As part of the Canada-funded project “Building Momentum for the Regional implementation of A/RES/65/69 on Women, Disarmament, Non-Proliferation and Arms Control”, UNLIREC – in cooperation with the Ministry of National Security of Trinidad and Tobago – undertook a sub-regional seminar on preventing armed violence against women through arms control, from 26- 27 November 2019 in Port of Spain.

The seminar brought together government representatives from 12 Caribbean States with responsibilities in addressing arms control, gender-based violence and violence against women and girls; as well as leading non-governmental organizations specialized in prevention on gender-based violence and reduction of gun violence in the Caribbean. Also participating were officials and experts from UNDP, UNODC, the Organization of American States, the Delegation of the European Union to Trinidad and Tobago, the Caribbean Community (CARICOM), and the Center of Excellence for Statistical Information on Government, Crime, Victimization and Justice.

The sub-regional event strengthened convergence across the 2030 Agenda for Sustainable Development, the Secretary General’s Agenda for Disarmament, along with the Women, Peace and Security Agenda, and the Small Arms control framework. UNLIREC led discussions on the differentiated impact of armed violence on women and the link between violence against women (VAW) and small arms control. In addition, discussions revolved around the importance of mainstreaming gender into small arms control measures, legal responses, criminal investigation and effective policing, statistics and information management, as well as prevention, education and advocacy campaigns. UNLIREC presented the findings and recommendations born of its sub-regional legal review, which cross-references small arms legislation with domestic violence provisions.

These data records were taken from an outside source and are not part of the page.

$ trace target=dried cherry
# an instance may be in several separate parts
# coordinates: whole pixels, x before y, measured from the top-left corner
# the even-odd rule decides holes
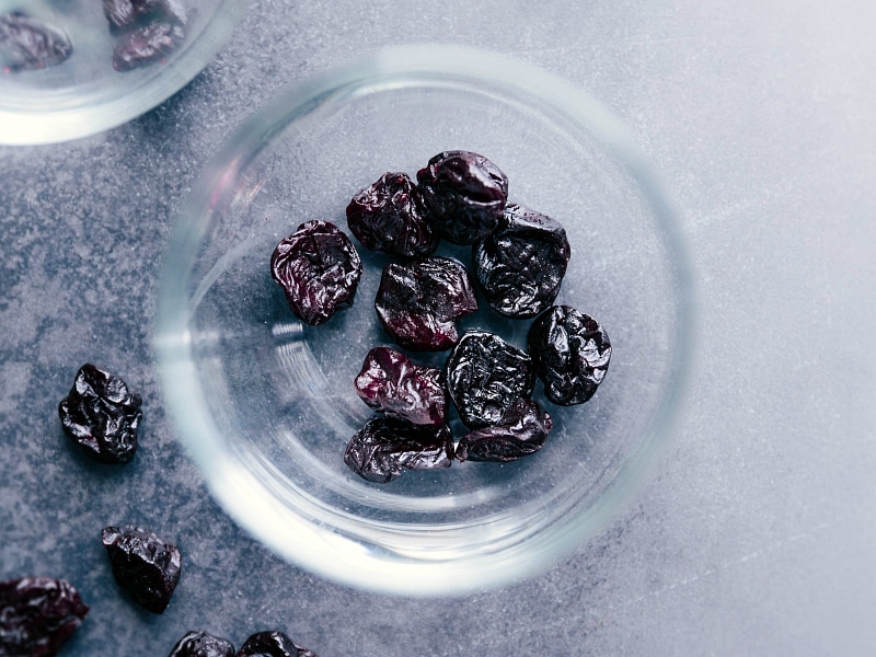
[[[234,657],[230,641],[206,632],[186,632],[168,657]]]
[[[73,51],[67,35],[22,12],[0,15],[0,70],[28,71],[57,66]]]
[[[554,404],[570,406],[593,396],[606,378],[611,342],[590,315],[569,306],[554,306],[529,330],[529,353],[544,394]]]
[[[472,244],[498,226],[508,200],[508,177],[484,155],[438,153],[417,171],[428,220],[454,244]]]
[[[465,267],[450,257],[426,257],[383,268],[374,308],[392,339],[416,351],[441,351],[459,339],[456,321],[477,310]]]
[[[553,422],[537,402],[519,397],[493,426],[475,429],[457,446],[459,461],[516,461],[544,445]]]
[[[554,302],[570,246],[558,221],[516,204],[473,250],[487,303],[510,318],[533,318]]]
[[[67,436],[105,463],[127,463],[137,452],[140,396],[118,377],[85,364],[58,404]]]
[[[330,221],[313,220],[277,244],[270,274],[296,316],[318,325],[353,306],[362,263],[341,229]]]
[[[174,0],[103,0],[103,13],[113,30],[125,30],[152,19],[185,25],[185,10]]]
[[[447,425],[414,425],[394,417],[377,416],[350,438],[344,462],[369,482],[385,484],[404,470],[450,468],[453,438]]]
[[[443,372],[417,365],[401,351],[389,347],[368,351],[354,387],[366,404],[388,417],[415,425],[445,424]]]
[[[0,581],[0,655],[56,655],[88,613],[88,604],[66,579]]]
[[[316,657],[316,653],[302,648],[283,632],[257,632],[238,650],[237,657]]]
[[[142,607],[162,613],[180,581],[180,549],[135,525],[107,527],[101,538],[116,581]]]
[[[447,389],[465,426],[497,424],[518,397],[532,394],[529,354],[487,331],[466,331],[450,351]]]
[[[366,249],[389,255],[424,257],[438,246],[438,234],[406,173],[384,173],[356,194],[347,206],[347,226]]]
[[[129,71],[161,61],[185,39],[185,30],[178,23],[155,20],[131,28],[118,37],[113,50],[113,68]]]

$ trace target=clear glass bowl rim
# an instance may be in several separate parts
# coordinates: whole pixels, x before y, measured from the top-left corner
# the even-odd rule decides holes
[[[188,330],[189,299],[185,290],[193,257],[209,228],[214,189],[222,180],[244,169],[253,153],[278,131],[336,94],[355,93],[356,89],[378,81],[441,80],[448,76],[488,80],[492,88],[525,91],[541,99],[545,106],[586,126],[624,164],[641,185],[676,256],[671,267],[679,295],[672,353],[680,357],[671,366],[670,385],[649,434],[593,504],[573,508],[562,522],[552,522],[517,542],[504,542],[492,551],[473,552],[464,558],[441,560],[435,554],[405,553],[403,549],[390,553],[377,544],[379,539],[374,543],[362,539],[373,535],[368,528],[359,537],[348,535],[343,528],[326,525],[325,517],[318,516],[318,505],[290,510],[264,482],[235,462],[226,438],[212,424],[207,401],[197,384]],[[240,526],[280,556],[320,576],[379,592],[423,597],[464,595],[532,576],[618,517],[641,491],[666,448],[684,389],[693,326],[688,258],[676,212],[644,153],[616,118],[567,81],[505,55],[447,45],[397,46],[286,88],[273,103],[254,113],[227,143],[205,169],[171,238],[159,287],[155,350],[164,399],[183,442],[212,495]],[[233,164],[231,171],[229,163]],[[255,499],[257,512],[253,506]],[[402,540],[403,534],[401,528]]]

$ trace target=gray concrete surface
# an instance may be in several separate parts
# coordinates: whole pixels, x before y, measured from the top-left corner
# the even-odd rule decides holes
[[[107,134],[0,148],[0,579],[67,577],[64,655],[166,655],[189,629],[286,630],[322,657],[872,655],[876,650],[876,4],[255,0],[218,58]],[[458,600],[326,583],[210,499],[150,345],[174,211],[283,84],[387,44],[516,55],[600,99],[667,182],[693,257],[690,390],[629,511],[534,579]],[[145,399],[124,470],[65,441],[96,361]],[[100,529],[138,518],[186,566],[132,606]]]

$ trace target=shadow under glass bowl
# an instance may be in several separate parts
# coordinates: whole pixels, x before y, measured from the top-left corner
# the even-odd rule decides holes
[[[247,0],[174,0],[185,10],[185,38],[160,61],[113,68],[119,36],[101,0],[0,0],[0,16],[23,13],[60,31],[72,51],[38,70],[7,70],[0,47],[0,143],[57,143],[119,126],[185,87],[224,45]],[[0,44],[1,46],[2,44]]]
[[[452,149],[487,155],[510,201],[564,224],[572,260],[556,303],[602,323],[612,362],[586,404],[554,406],[537,387],[554,420],[538,453],[372,484],[343,453],[371,416],[353,380],[371,347],[391,344],[373,309],[390,261],[354,240],[365,268],[356,302],[321,326],[291,314],[268,261],[304,221],[348,232],[357,191]],[[690,323],[673,221],[618,120],[568,83],[480,50],[380,51],[285,91],[204,172],[159,292],[166,402],[220,504],[300,566],[412,596],[530,576],[615,518],[667,439]],[[448,244],[437,254],[471,258]],[[525,347],[531,321],[481,302],[462,328]],[[446,353],[413,358],[440,367]]]

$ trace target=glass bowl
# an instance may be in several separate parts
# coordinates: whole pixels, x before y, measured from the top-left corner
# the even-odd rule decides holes
[[[72,50],[55,66],[11,70],[0,53],[0,143],[55,143],[119,126],[160,104],[209,64],[246,11],[245,0],[173,0],[185,37],[160,61],[113,68],[119,35],[101,0],[0,0],[0,16],[23,13],[66,35]]]
[[[357,191],[451,149],[488,157],[510,201],[565,226],[572,261],[556,302],[602,323],[612,362],[586,404],[554,406],[537,388],[554,428],[535,454],[374,484],[343,454],[371,416],[354,378],[371,347],[391,345],[373,309],[390,258],[354,239],[356,302],[320,326],[292,315],[268,262],[304,221],[348,232]],[[471,247],[436,254],[470,262]],[[462,328],[525,347],[531,321],[481,301]],[[616,516],[667,440],[689,318],[673,217],[618,120],[523,62],[411,46],[288,89],[231,137],[173,233],[155,345],[182,439],[240,525],[324,577],[435,596],[532,575]],[[412,355],[436,367],[446,356]]]

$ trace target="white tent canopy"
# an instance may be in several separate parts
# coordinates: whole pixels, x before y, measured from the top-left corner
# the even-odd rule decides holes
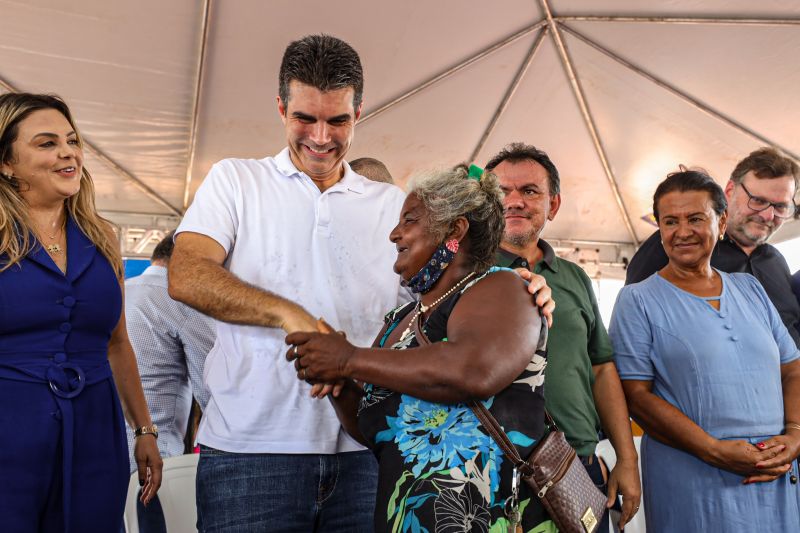
[[[562,176],[545,236],[607,262],[653,231],[642,217],[679,163],[724,184],[759,146],[800,157],[790,0],[0,3],[0,85],[67,100],[129,254],[176,225],[215,161],[285,145],[278,67],[310,33],[348,41],[364,64],[349,157],[381,159],[402,184],[535,144]]]

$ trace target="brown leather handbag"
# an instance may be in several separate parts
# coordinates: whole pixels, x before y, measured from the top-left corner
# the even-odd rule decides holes
[[[431,344],[419,318],[409,326],[420,346]],[[536,353],[546,357],[547,321],[542,319],[541,324]],[[481,402],[472,401],[470,408],[522,479],[542,501],[561,533],[594,533],[597,530],[606,512],[607,498],[589,477],[578,454],[569,445],[564,433],[558,430],[547,410],[544,414],[550,433],[536,445],[526,461],[520,457],[508,435]]]
[[[607,498],[592,482],[549,413],[545,412],[545,416],[551,431],[525,461],[482,403],[472,402],[470,407],[506,458],[517,467],[522,479],[542,500],[561,533],[593,533],[597,530],[606,512]]]

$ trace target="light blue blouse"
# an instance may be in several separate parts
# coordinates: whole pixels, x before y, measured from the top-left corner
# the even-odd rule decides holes
[[[652,381],[715,438],[778,435],[780,366],[800,350],[756,278],[719,274],[719,310],[658,274],[622,289],[609,328],[620,378]]]

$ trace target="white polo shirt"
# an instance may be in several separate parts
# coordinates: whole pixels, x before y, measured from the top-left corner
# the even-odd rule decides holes
[[[385,313],[410,299],[392,270],[397,254],[389,241],[405,193],[344,167],[344,177],[320,192],[288,148],[274,158],[225,159],[211,168],[178,233],[211,237],[237,277],[369,346]],[[279,328],[218,323],[199,442],[242,453],[362,449],[327,399],[309,397],[310,386],[285,359],[285,337]]]

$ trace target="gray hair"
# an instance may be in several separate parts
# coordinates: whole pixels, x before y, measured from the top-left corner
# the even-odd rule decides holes
[[[431,234],[437,241],[444,241],[458,217],[467,219],[469,259],[482,273],[494,264],[503,237],[503,193],[494,174],[484,174],[480,181],[468,176],[464,165],[428,172],[412,180],[408,193],[425,206]]]

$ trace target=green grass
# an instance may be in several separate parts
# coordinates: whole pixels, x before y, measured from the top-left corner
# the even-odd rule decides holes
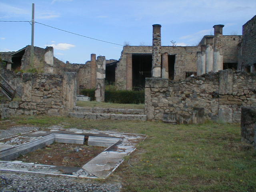
[[[124,109],[144,109],[144,104],[122,104],[104,103],[96,101],[78,101],[76,106],[85,107],[100,107],[102,108],[122,108]]]
[[[172,125],[47,116],[10,120],[43,127],[62,124],[146,134],[136,151],[102,181],[121,181],[123,191],[256,191],[256,152],[240,141],[238,124]]]

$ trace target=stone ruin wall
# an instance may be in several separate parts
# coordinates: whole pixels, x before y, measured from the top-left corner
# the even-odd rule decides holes
[[[161,53],[175,54],[174,79],[184,79],[186,72],[196,71],[198,46],[162,46]],[[126,54],[152,54],[152,46],[124,46],[116,70],[116,84],[119,89],[126,88]]]
[[[256,106],[256,74],[228,69],[181,81],[146,78],[145,113],[149,120],[164,112],[192,115],[204,108],[206,119],[238,122],[241,106]]]
[[[255,72],[253,65],[256,64],[256,15],[243,26],[242,48],[243,66],[251,66],[251,71]]]
[[[9,115],[65,114],[76,101],[76,74],[26,73],[18,77],[22,88],[20,101],[0,103]],[[10,83],[16,81],[13,78]]]

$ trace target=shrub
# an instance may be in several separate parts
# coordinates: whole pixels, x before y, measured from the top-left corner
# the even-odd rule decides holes
[[[81,94],[95,100],[95,89],[84,89]],[[126,90],[106,90],[105,91],[105,102],[115,103],[139,104],[145,102],[145,92],[142,91]]]
[[[81,91],[81,94],[91,98],[91,100],[95,100],[95,90],[93,89],[83,89]]]

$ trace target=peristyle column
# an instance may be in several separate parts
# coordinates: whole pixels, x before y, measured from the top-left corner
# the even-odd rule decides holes
[[[223,69],[223,45],[222,38],[224,26],[224,25],[215,25],[213,27],[214,28],[213,66],[214,72]]]
[[[207,36],[206,39],[206,45],[205,49],[205,72],[207,73],[212,70],[213,64],[213,37]]]
[[[132,54],[126,54],[126,90],[132,88]]]
[[[153,25],[152,77],[161,77],[161,25]]]
[[[95,99],[98,102],[105,100],[105,77],[106,76],[106,58],[105,56],[97,57],[97,78]]]
[[[96,87],[96,54],[91,54],[91,89]]]

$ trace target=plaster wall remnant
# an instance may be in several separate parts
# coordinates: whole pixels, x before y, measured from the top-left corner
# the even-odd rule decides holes
[[[91,54],[91,89],[96,88],[96,54]]]
[[[213,37],[207,36],[205,49],[205,72],[212,71],[213,65]]]
[[[224,25],[215,25],[212,27],[214,29],[212,67],[214,72],[217,72],[223,69],[223,44],[222,41],[223,27]]]
[[[126,90],[132,89],[132,54],[126,54]]]
[[[152,54],[152,77],[161,77],[161,25],[154,24],[153,26],[153,44]]]
[[[162,78],[169,79],[168,68],[168,53],[166,52],[162,54]]]
[[[45,66],[45,73],[54,73],[53,47],[46,47],[44,54],[44,61],[47,65]],[[48,66],[47,66],[48,65]]]
[[[200,76],[202,74],[201,70],[201,65],[202,64],[201,51],[198,51],[196,52],[196,57],[197,58],[196,60],[196,66],[197,69],[196,74],[198,76]]]
[[[98,102],[104,102],[105,100],[105,78],[106,59],[105,56],[97,57],[97,79],[95,98]]]
[[[202,53],[201,55],[201,64],[200,65],[200,73],[201,74],[205,74],[205,45],[202,45],[201,46],[201,52]]]

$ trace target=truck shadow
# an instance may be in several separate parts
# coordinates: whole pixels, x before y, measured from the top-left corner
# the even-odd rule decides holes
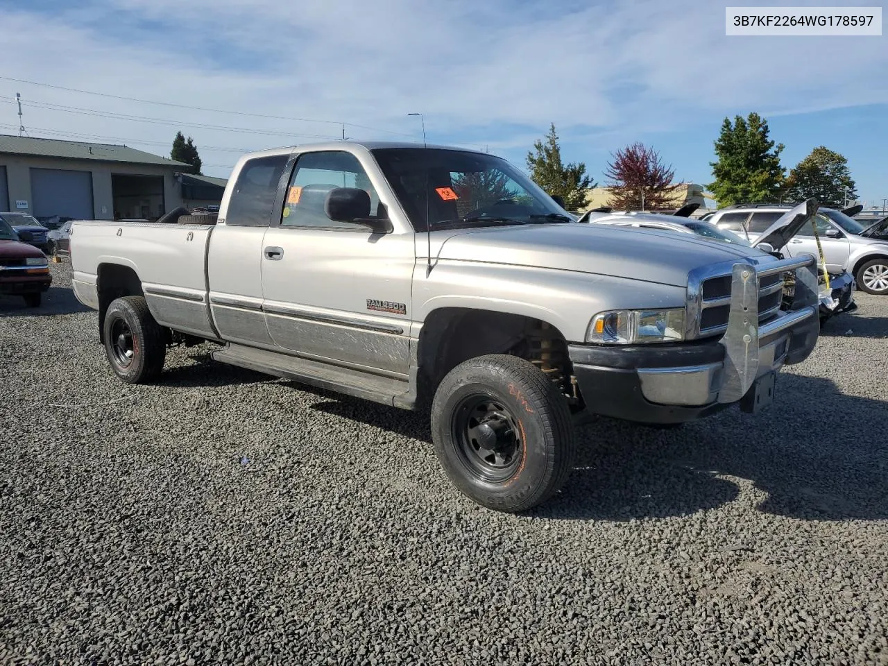
[[[38,307],[28,307],[20,296],[0,296],[0,317],[41,317],[88,312],[90,308],[81,305],[67,287],[50,287]]]
[[[570,479],[531,515],[623,521],[741,500],[804,520],[888,518],[888,404],[827,379],[786,373],[778,385],[756,416],[734,408],[670,431],[607,418],[578,427]],[[312,391],[322,398],[313,409],[431,446],[426,416]]]
[[[839,315],[821,329],[821,337],[888,337],[888,317]]]

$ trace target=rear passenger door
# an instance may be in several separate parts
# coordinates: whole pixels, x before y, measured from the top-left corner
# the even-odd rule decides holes
[[[225,340],[274,347],[262,313],[262,248],[289,160],[282,154],[244,163],[210,237],[210,306]]]
[[[300,155],[265,238],[269,334],[290,353],[406,378],[414,234],[329,219],[324,202],[336,187],[366,190],[370,216],[387,217],[379,187],[354,154]]]

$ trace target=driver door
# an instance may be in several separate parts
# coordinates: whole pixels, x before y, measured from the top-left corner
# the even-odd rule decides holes
[[[263,240],[268,333],[288,353],[406,378],[413,234],[331,220],[324,202],[337,187],[366,190],[371,217],[387,216],[355,155],[300,155]]]

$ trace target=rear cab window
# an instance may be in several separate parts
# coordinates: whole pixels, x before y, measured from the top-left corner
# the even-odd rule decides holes
[[[244,163],[228,200],[226,225],[268,226],[289,160],[289,155],[284,154],[254,157]]]

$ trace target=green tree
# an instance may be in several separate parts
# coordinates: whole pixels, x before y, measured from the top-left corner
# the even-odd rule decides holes
[[[527,153],[530,178],[550,194],[564,199],[568,210],[576,210],[586,203],[586,190],[594,187],[586,175],[586,165],[580,162],[565,164],[561,162],[561,147],[552,123],[544,140],[534,143],[534,152]]]
[[[851,178],[844,155],[818,146],[797,164],[786,179],[784,198],[801,202],[816,197],[821,206],[843,208],[857,198],[857,185]]]
[[[201,156],[197,154],[197,147],[191,137],[186,140],[182,132],[176,132],[176,138],[172,139],[172,150],[170,151],[170,157],[177,162],[184,162],[190,164],[192,172],[201,175]]]
[[[786,170],[781,166],[783,144],[768,138],[768,123],[758,114],[722,123],[715,142],[718,162],[710,163],[715,181],[707,188],[719,208],[734,203],[776,202]]]

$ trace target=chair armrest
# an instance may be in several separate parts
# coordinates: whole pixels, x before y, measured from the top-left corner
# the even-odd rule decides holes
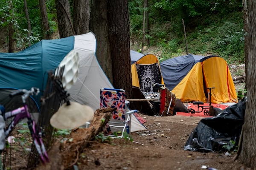
[[[133,114],[135,113],[138,113],[138,110],[136,110],[136,109],[134,109],[134,110],[131,110],[129,111],[128,111],[127,112],[125,112],[125,114]]]

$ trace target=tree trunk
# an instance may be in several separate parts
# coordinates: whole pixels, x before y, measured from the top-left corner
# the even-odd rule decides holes
[[[8,29],[8,52],[14,52],[14,40],[13,39],[13,24],[9,23]]]
[[[12,9],[12,1],[10,1],[10,6],[11,8]],[[9,53],[14,52],[14,33],[13,24],[12,23],[9,22],[8,26],[8,52]]]
[[[112,56],[113,85],[132,96],[128,0],[110,0],[108,20]]]
[[[55,3],[60,38],[73,35],[74,31],[71,20],[69,1],[67,0],[55,0]]]
[[[80,35],[89,32],[90,1],[74,0],[73,25],[75,34]]]
[[[248,53],[246,79],[247,102],[243,125],[243,139],[239,160],[247,167],[255,169],[256,167],[256,2],[249,1]]]
[[[45,0],[39,0],[39,6],[41,12],[42,18],[42,27],[44,31],[44,39],[45,40],[52,39],[52,33],[48,22],[47,9],[45,5]]]
[[[246,33],[248,33],[248,0],[243,0],[243,13],[244,30]],[[244,62],[245,62],[245,77],[247,72],[246,69],[248,65],[248,34],[247,34],[244,36]],[[246,82],[245,82],[245,89],[247,88]]]
[[[146,6],[146,8],[147,10],[146,10],[146,34],[149,34],[149,19],[148,18],[148,0],[144,0],[145,2],[145,4]],[[149,45],[149,38],[147,38],[146,39],[147,40],[147,45]]]
[[[30,41],[30,35],[31,35],[31,24],[30,24],[30,20],[29,20],[29,11],[28,11],[28,6],[26,3],[26,0],[24,0],[24,8],[25,10],[25,14],[26,17],[28,22],[28,37],[29,39],[29,46],[31,45]]]
[[[90,28],[96,36],[96,56],[98,61],[109,81],[112,83],[112,60],[108,29],[107,9],[106,1],[92,1]]]

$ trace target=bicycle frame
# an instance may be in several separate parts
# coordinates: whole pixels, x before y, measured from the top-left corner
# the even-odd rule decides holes
[[[28,119],[28,126],[31,136],[33,139],[33,142],[41,160],[44,164],[47,162],[49,162],[49,159],[42,139],[42,132],[40,129],[38,129],[37,131],[35,122],[32,119],[30,113],[29,111],[28,105],[25,103],[25,98],[29,96],[27,94],[25,93],[22,96],[22,100],[23,102],[23,107],[5,113],[2,113],[2,116],[5,120],[14,117],[14,119],[9,124],[7,128],[5,130],[5,135],[6,138],[20,121],[25,118],[27,118]]]

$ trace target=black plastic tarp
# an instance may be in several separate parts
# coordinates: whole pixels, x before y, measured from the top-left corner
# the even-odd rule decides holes
[[[202,119],[191,133],[184,149],[200,152],[221,152],[230,141],[238,145],[244,123],[246,99],[226,109],[215,117]]]

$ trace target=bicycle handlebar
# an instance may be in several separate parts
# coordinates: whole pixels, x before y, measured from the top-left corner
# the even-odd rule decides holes
[[[26,99],[27,99],[30,95],[37,96],[40,92],[40,91],[38,88],[33,87],[31,88],[31,89],[29,90],[26,89],[19,90],[17,91],[15,91],[15,92],[10,94],[9,96],[10,97],[12,98],[15,96],[22,95],[21,96],[22,101],[23,103],[25,103]]]

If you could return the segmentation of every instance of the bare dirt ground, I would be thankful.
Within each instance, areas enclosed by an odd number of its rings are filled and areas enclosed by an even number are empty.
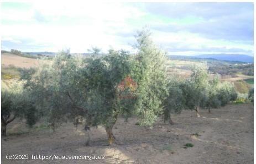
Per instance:
[[[4,67],[13,65],[17,67],[30,68],[39,65],[39,60],[37,59],[24,57],[8,53],[2,54],[1,58],[2,64],[4,64],[3,65]]]
[[[40,130],[12,135],[24,126],[18,121],[8,125],[7,136],[2,138],[3,163],[253,163],[253,106],[229,105],[194,111],[184,111],[173,117],[173,125],[160,119],[150,129],[135,125],[132,118],[120,118],[113,129],[116,144],[107,145],[103,127],[91,129],[91,142],[85,145],[86,134],[80,126],[64,124],[55,133]],[[9,133],[8,133],[9,132]],[[192,147],[184,148],[191,143]],[[7,160],[7,154],[50,155],[104,155],[104,160]]]

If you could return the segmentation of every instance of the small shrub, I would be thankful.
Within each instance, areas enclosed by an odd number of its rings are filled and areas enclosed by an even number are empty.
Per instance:
[[[186,144],[184,145],[184,148],[187,149],[187,147],[192,147],[194,146],[194,145],[192,144],[191,143],[186,143]]]
[[[171,145],[165,145],[164,147],[163,147],[163,150],[168,150],[168,151],[171,151]]]

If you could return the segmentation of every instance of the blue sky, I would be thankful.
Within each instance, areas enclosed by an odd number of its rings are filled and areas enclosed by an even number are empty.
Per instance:
[[[253,3],[1,3],[2,49],[134,51],[147,26],[169,54],[253,55]]]

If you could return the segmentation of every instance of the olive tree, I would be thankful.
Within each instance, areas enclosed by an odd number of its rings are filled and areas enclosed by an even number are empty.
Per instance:
[[[185,99],[183,96],[182,84],[184,83],[178,77],[170,76],[168,85],[168,95],[164,101],[164,120],[172,125],[171,114],[181,113],[185,107]]]
[[[200,107],[205,106],[208,99],[207,70],[205,64],[193,67],[190,77],[186,79],[181,87],[186,107],[196,111],[197,117],[200,117]]]
[[[16,118],[25,118],[31,127],[36,122],[37,111],[23,90],[23,83],[13,84],[9,88],[1,91],[2,135],[6,135],[7,126]]]
[[[168,94],[165,53],[153,42],[147,29],[136,36],[138,50],[134,57],[132,77],[138,84],[136,114],[140,125],[151,125],[163,114]]]
[[[229,81],[221,83],[217,86],[218,99],[221,101],[221,105],[225,106],[231,101],[237,99],[237,93],[233,84]]]
[[[218,97],[218,86],[220,84],[218,76],[214,77],[213,79],[209,80],[206,89],[207,90],[207,99],[204,106],[211,113],[211,109],[217,108],[221,106],[221,101]]]
[[[135,56],[121,50],[83,58],[62,52],[35,73],[24,76],[25,88],[54,126],[81,116],[86,119],[86,130],[103,125],[111,144],[118,115],[137,114],[142,124],[150,125],[163,111],[164,53],[146,32],[138,33],[137,39]]]
[[[250,89],[249,90],[248,92],[248,99],[251,102],[253,102],[253,97],[254,94],[253,94],[253,88]]]

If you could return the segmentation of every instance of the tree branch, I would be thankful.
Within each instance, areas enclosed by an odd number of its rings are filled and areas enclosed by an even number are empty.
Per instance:
[[[14,114],[14,116],[13,116],[13,118],[12,118],[11,119],[9,119],[8,121],[7,121],[7,122],[6,122],[6,124],[8,124],[8,123],[9,123],[10,122],[12,122],[13,120],[14,120],[14,119],[16,118],[16,115]]]
[[[75,101],[73,100],[73,99],[72,99],[71,96],[70,96],[70,94],[69,94],[69,92],[66,92],[67,94],[67,96],[69,97],[69,99],[70,100],[70,101],[71,101],[72,102],[72,105],[76,108],[79,109],[79,110],[82,110],[82,111],[83,112],[85,112],[86,113],[88,112],[88,110],[87,110],[86,109],[85,109],[84,108],[81,107],[81,106],[77,106],[76,105],[75,102]]]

In addition to increasing awareness on small arms control as a main aspect in preventing violence against women, the importance of strengthening cooperation and coordination between experts, institutions and civil society in order to develop more gender-responsive and evidence-based small arms policies and programming, in line with international commitments and guidance, was also a major take-away from the seminar.

During the practical exercises, participants actively engaged on identifying a genuine convergence of agendas by ensuring the collection of disaggregated data on femicide perpetrators, arms involved, risk factors, and reporting on all forms of gender-based violence in order to achieve the sustainable development goals (SDGs), in particular SDG5 (gender equality) and SDG16 (peace, justice and strong institutions).

This event is the second of a series of two sub-regional seminars. The first was held in El Salvador in March for Central American States.